In my column two weeks ago, I made this very simple point about the reporting surrounding the cost of the health care bill:
Political headlines of late have all been some version of Dow Jones newswire's recent screamer: "CBO Puts Health Bill Cost At $1 Trillion." That's as true as an Enron press release touting only one side of the company's ledger. Though the bill's expenditures do total $1 trillion, the CBO confirms its other provisions recover more than that, meaning headlines should read "CBO Says Health Bill Saves $110 Billion."
This is not speculation or my own interpretation -- this is a concrete fact, which you can see right on the CBO's website. And yet, other than this single Financial Times headline and article which tells the real story, the media hasn't stopped pushing the "health care will increase the deficit" lie. Indeed, the media has helped turn this Republican lie into a full-on zombie lie - ie. a lie that will not die.
As both Media Matters and the Washington Post's Ezra Klein show, the lie is now framing the discussion over the Senate version of the health care bill. That's to be expected -- it's Washington, D.C. after all, the beating heart of the American Idiocracy. But where that standard D.C. lie becomes a zombie lie is at the local level. When a lie starts getting repeated as fact in local news outlets where most average non-Beltway Americans get their news, it quickly becomes a zombie lie.
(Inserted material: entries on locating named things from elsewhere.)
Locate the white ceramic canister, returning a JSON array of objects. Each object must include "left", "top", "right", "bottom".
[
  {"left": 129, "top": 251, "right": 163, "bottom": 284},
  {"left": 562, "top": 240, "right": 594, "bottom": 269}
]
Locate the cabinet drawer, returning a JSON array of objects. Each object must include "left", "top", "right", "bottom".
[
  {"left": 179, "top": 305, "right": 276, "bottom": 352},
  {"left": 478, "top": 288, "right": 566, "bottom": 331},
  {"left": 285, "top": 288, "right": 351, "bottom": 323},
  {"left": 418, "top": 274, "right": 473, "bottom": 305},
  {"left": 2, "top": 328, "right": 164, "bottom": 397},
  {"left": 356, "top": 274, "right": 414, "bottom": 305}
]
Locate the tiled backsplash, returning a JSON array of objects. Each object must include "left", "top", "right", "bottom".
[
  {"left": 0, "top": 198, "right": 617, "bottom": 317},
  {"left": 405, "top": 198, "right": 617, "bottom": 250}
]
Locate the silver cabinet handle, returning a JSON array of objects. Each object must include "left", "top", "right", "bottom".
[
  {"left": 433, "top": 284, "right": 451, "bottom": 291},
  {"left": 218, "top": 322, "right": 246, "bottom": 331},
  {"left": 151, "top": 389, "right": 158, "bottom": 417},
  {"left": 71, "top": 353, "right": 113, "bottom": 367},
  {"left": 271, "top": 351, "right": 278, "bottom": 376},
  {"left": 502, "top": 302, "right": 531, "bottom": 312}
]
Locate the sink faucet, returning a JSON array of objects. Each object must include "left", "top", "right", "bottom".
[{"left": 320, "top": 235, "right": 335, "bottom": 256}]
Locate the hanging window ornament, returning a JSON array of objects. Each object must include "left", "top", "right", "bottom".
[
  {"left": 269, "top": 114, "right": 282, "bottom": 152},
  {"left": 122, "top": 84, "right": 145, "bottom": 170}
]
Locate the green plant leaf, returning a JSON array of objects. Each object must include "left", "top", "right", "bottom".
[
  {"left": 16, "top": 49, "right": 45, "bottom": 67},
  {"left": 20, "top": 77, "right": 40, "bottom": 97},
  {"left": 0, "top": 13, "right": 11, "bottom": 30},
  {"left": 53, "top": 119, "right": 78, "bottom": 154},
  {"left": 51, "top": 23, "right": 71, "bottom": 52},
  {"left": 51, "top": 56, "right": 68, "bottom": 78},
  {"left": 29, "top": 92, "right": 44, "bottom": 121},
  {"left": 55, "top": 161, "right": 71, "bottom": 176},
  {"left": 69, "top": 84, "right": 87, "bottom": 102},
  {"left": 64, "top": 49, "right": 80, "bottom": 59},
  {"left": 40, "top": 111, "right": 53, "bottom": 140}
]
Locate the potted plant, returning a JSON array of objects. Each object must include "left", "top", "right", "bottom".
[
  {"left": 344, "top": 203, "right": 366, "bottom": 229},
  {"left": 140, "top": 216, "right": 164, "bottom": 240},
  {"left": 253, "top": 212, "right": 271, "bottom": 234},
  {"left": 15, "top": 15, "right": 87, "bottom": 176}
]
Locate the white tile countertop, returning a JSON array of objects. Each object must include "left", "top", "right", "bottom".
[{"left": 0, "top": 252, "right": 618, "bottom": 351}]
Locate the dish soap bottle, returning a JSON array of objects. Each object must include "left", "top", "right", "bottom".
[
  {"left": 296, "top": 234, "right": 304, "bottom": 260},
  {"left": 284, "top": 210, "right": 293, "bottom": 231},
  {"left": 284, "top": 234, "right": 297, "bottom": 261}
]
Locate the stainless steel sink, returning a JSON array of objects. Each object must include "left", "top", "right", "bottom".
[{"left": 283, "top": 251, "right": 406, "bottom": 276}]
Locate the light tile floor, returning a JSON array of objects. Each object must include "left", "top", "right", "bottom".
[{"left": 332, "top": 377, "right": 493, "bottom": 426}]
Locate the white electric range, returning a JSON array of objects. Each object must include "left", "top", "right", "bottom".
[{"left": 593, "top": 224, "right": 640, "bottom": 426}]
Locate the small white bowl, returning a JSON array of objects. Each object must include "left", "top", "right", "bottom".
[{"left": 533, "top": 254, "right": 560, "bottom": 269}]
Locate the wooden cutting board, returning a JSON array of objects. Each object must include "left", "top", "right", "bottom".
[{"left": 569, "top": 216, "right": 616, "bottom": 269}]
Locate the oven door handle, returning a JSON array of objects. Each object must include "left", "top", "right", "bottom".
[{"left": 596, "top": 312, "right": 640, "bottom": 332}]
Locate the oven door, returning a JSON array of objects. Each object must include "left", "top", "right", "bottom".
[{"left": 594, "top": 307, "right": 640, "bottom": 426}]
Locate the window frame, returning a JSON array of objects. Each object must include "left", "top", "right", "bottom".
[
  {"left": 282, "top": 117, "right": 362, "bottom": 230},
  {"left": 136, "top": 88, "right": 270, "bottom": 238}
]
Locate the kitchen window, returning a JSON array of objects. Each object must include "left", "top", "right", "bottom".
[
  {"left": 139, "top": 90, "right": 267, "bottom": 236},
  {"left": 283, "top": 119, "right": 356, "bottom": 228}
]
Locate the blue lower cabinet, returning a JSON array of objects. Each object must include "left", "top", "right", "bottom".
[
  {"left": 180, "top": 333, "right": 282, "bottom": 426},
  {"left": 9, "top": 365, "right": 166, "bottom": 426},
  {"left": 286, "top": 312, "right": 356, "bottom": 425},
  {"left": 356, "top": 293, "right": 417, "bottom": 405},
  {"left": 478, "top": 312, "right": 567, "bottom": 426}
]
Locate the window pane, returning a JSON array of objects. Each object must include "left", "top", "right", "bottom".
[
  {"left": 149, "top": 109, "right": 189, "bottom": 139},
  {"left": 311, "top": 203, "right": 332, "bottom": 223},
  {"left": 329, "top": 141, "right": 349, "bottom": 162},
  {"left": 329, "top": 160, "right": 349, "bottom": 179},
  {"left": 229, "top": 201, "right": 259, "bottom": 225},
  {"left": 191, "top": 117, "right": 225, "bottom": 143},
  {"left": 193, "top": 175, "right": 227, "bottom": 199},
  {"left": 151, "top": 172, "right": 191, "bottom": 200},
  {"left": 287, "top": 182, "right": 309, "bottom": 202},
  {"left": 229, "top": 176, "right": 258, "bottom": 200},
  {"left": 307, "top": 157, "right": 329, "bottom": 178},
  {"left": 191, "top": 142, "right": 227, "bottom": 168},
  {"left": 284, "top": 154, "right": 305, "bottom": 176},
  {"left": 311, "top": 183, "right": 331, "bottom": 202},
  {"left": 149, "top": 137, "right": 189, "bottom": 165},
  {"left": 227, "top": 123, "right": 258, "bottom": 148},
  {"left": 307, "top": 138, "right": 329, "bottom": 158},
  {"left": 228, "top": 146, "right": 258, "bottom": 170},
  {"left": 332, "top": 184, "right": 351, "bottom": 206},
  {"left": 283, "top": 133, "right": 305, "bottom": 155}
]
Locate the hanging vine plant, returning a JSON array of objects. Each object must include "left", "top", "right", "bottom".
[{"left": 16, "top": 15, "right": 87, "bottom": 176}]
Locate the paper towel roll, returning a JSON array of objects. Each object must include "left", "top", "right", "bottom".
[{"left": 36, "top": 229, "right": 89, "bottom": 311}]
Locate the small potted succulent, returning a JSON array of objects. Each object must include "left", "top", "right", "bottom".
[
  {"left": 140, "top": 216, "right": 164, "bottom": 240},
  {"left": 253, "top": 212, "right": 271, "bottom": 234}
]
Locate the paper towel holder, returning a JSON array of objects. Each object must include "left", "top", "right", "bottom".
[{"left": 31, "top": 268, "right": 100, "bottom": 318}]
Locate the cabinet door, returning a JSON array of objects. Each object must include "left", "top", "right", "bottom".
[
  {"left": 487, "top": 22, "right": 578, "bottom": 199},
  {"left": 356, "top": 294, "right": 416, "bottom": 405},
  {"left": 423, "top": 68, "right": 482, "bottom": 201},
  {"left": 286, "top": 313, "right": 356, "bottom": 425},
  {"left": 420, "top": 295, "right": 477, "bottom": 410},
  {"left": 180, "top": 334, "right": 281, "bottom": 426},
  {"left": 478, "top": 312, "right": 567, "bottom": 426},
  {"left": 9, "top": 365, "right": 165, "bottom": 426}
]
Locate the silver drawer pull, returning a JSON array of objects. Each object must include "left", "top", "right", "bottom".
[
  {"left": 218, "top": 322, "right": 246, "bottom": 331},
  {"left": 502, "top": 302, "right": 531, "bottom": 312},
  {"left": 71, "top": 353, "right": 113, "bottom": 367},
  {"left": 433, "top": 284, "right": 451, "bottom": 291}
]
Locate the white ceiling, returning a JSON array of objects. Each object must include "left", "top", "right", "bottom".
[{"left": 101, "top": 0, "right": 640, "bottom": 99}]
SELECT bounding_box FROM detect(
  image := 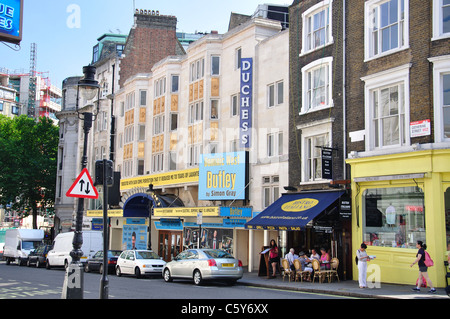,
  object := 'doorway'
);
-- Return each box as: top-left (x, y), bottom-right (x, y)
top-left (158, 230), bottom-right (182, 262)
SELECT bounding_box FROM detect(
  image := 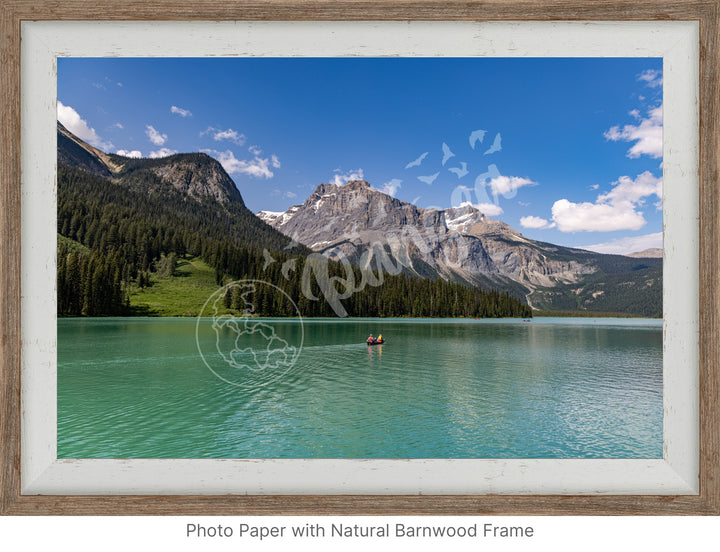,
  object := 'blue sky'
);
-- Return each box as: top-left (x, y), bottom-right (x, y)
top-left (58, 58), bottom-right (662, 253)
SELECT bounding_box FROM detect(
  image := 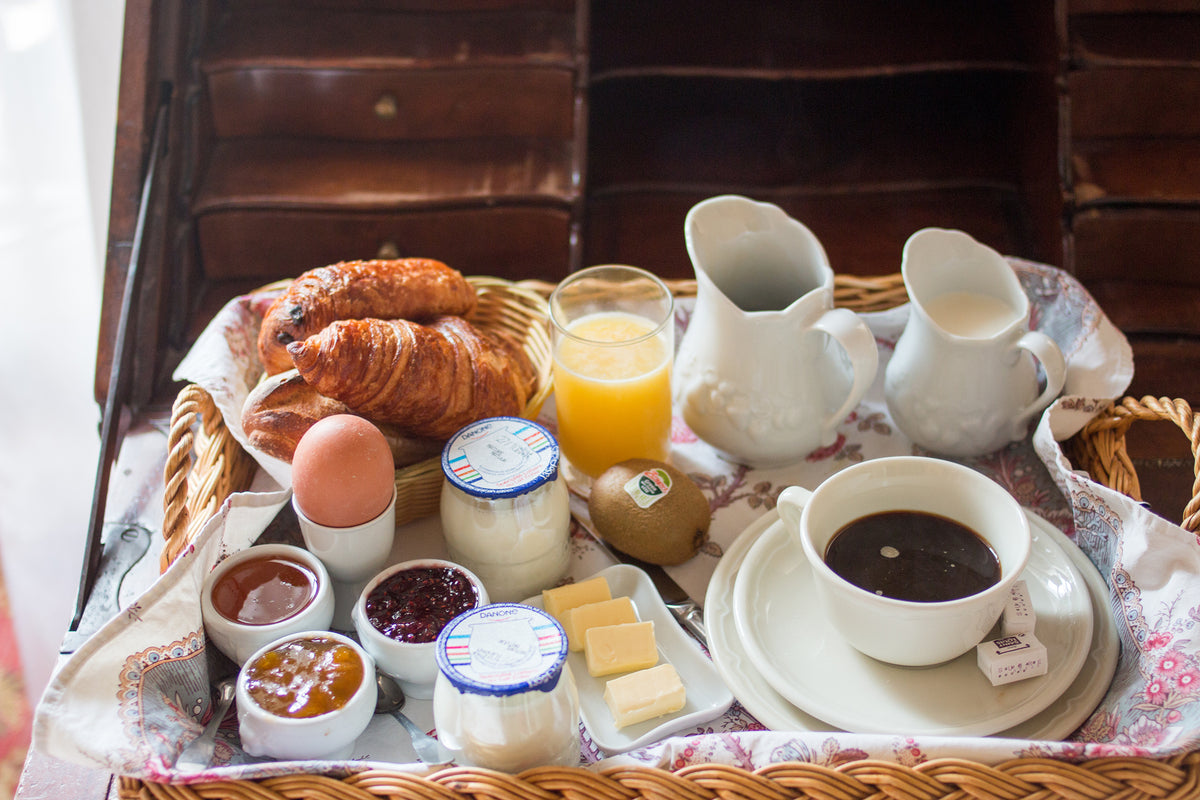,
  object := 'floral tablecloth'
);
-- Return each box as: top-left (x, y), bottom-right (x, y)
top-left (35, 259), bottom-right (1200, 781)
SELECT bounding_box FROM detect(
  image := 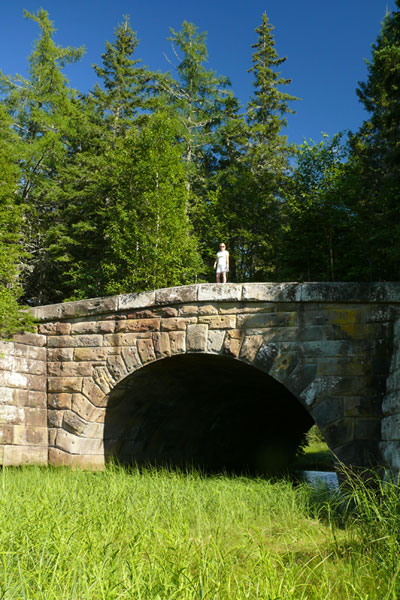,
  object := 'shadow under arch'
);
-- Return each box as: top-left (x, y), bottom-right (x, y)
top-left (104, 354), bottom-right (314, 475)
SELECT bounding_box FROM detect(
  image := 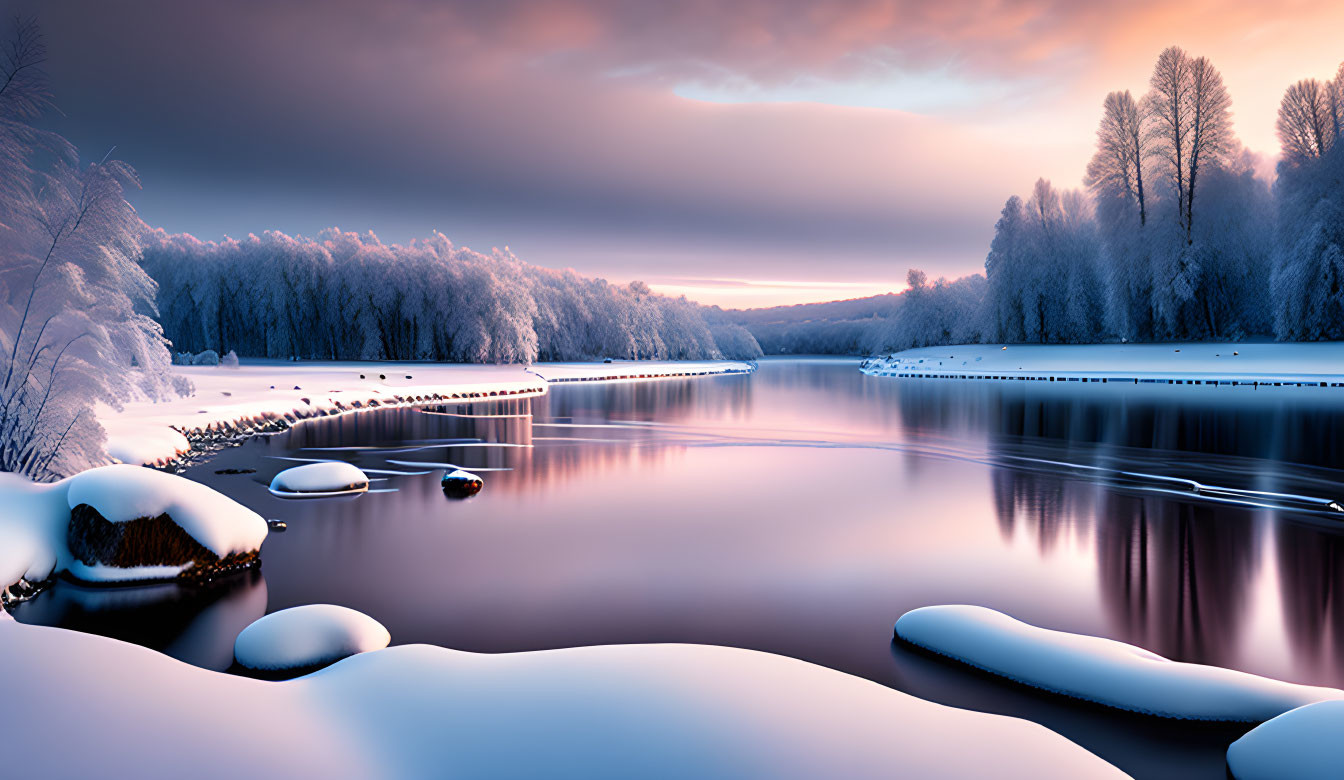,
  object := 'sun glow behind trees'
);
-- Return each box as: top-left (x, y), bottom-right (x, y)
top-left (141, 229), bottom-right (761, 363)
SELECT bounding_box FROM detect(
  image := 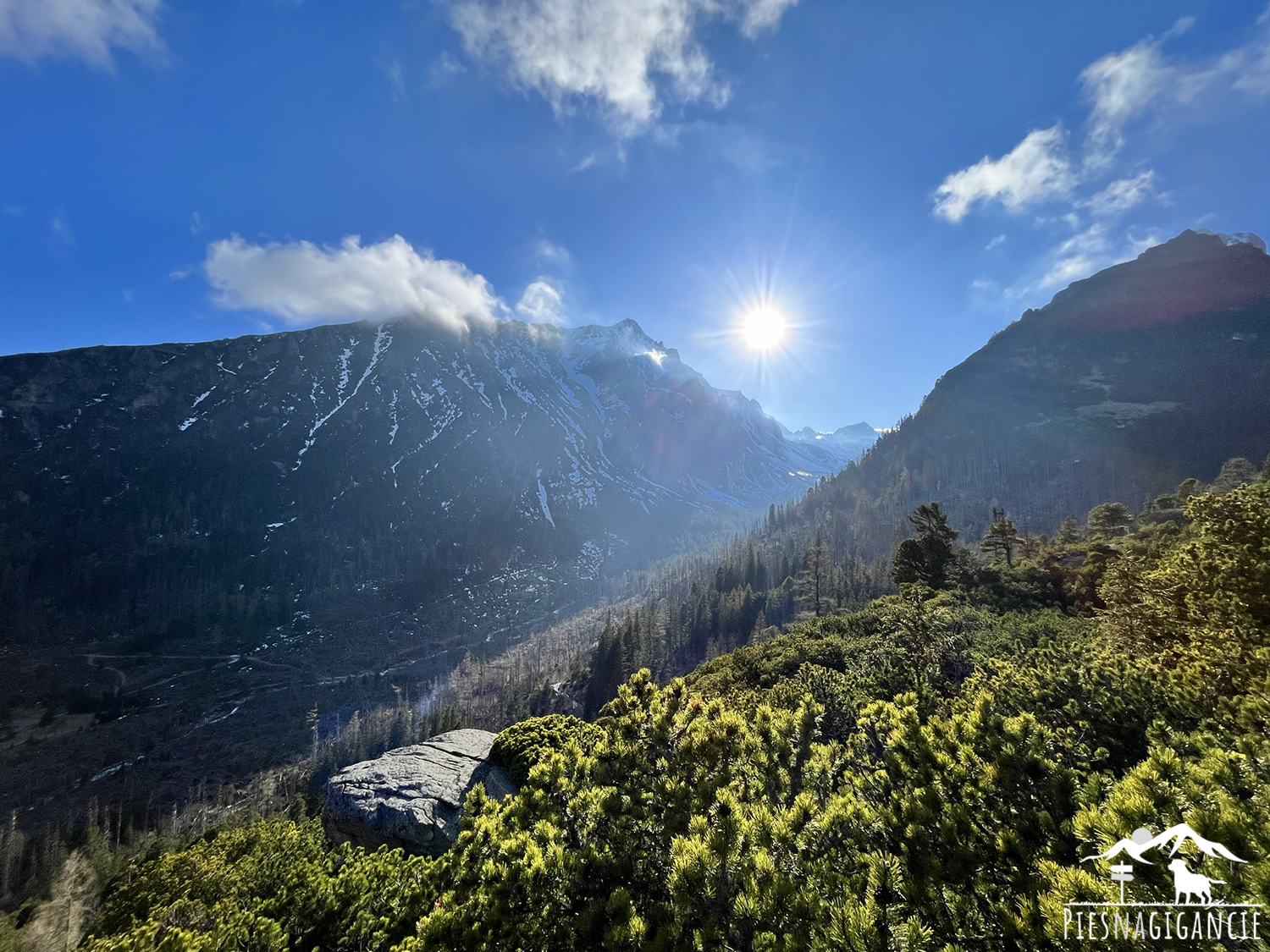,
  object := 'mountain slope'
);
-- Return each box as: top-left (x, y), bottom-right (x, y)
top-left (0, 320), bottom-right (855, 660)
top-left (800, 231), bottom-right (1270, 558)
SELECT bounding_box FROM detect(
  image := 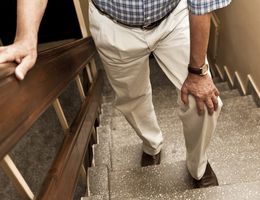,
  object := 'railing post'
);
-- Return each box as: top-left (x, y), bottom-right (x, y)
top-left (75, 75), bottom-right (86, 102)
top-left (52, 97), bottom-right (87, 187)
top-left (0, 155), bottom-right (34, 200)
top-left (52, 99), bottom-right (69, 131)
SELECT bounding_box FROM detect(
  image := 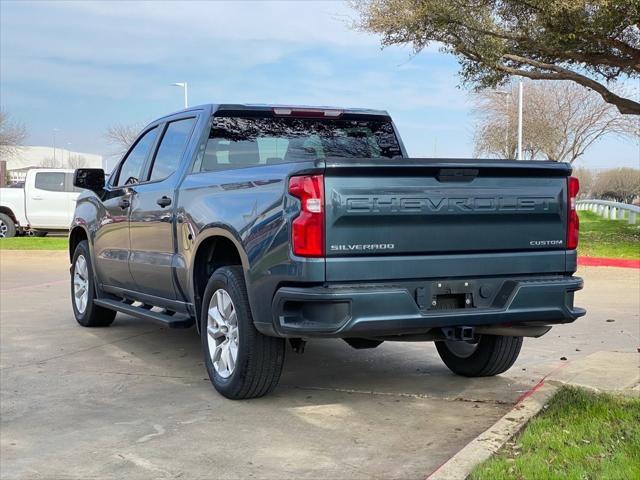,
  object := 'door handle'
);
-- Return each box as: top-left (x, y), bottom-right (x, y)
top-left (156, 195), bottom-right (171, 208)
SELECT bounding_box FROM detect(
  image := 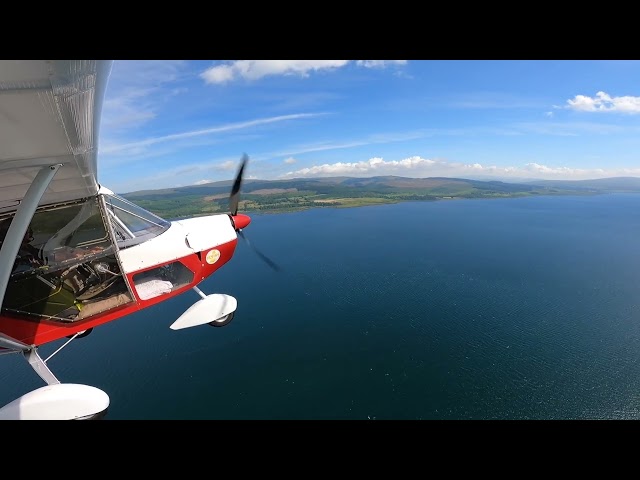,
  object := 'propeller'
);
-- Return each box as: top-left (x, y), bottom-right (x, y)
top-left (229, 153), bottom-right (249, 217)
top-left (229, 153), bottom-right (280, 272)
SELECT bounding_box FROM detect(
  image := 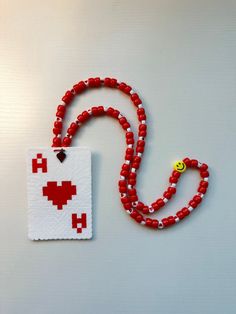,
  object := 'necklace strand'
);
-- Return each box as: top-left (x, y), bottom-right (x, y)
top-left (52, 77), bottom-right (209, 229)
Colorado (where I live) provides a perfect example. Check out this blaring front page of the Denver Post from last Thursday:
Now watch this clip from the top of KDVR's local news broadcast right after the Senate's big health care vote on Saturday night -- specifically, watch the very end:
So, if you are the typical non-political junkie who glanced at the front page of the Denver Post, giant red font and a whopping 9 zeroes (for extra effect, of course) misled you to believe that the CBO says the Senate health care bill costs $849 billion -- not that the CBO actually says the Senate health care bill will reduce the deficit by $127 billion over 10 years and up to $650 billion over 20 years.
Likewise, if you are the typical non-political junkie who caught the evening news on Saturday, you were given at least a little more accurate information -- but only in a he-said-he-said way that calls into question the whole numbers. Specifically, you heard only that one guy - David Sirota -- claims the bill will reduce the deficit, and that another guy -- Colorado Republican Party chairman Dick Wadhams -- insists the bill costs $2.5 trillion. You didn't hear that, in fact, it wasn't David Sirota who said the bill will reduce the deficit -- it was the nonpartisan Congressional Budget Office that the Republican Party itself cites as an unquestionably credible source. And you didn't hear that Dick Wadhams literally made up his $2.5 trillion number out of thin air.
While the Republican spin is obviously deliberately dishonest, the media's misleading frame is more likely a product of pressure for oversenationalism and a lack of reporting resources. With newspapers desperately trying to attract readership, it's a better, more outrage-generating headline to put a giant number in bold red type on a cover, rather than to have a headline saying that a bill will actually save taxpayers' money (and I have to give the Denver Post's opinion editors -- who are distinct from their front-page news editors -- at least some credit for printing my original column about this kind of budgetary misinformation in its opinion section). Similarly, a general local correspondent on deadline who covers everything from local fires to state budget issues to national health care debates might not have the time nor the researchers to verify numbers -- and so it's just easier to cite them in the he-said-he-said way (and hey, at least a shred of the real story was reported in some way, even if it was delivered in a he-said-he-said form).
Regardless of the motives or explanations, however, this is how a standard Washington lie becomes a zombie lie -- a lie that simply will not die. It is repeated over and over and over again -- sometimes deliberately, sometimes negligently -- until it becomes conventional wisdom that the most trusted nonpartisan experts in the CBO say the health care bill will balloon the federal deficit...even when those nonpartisan experts are saying exactly the opposite.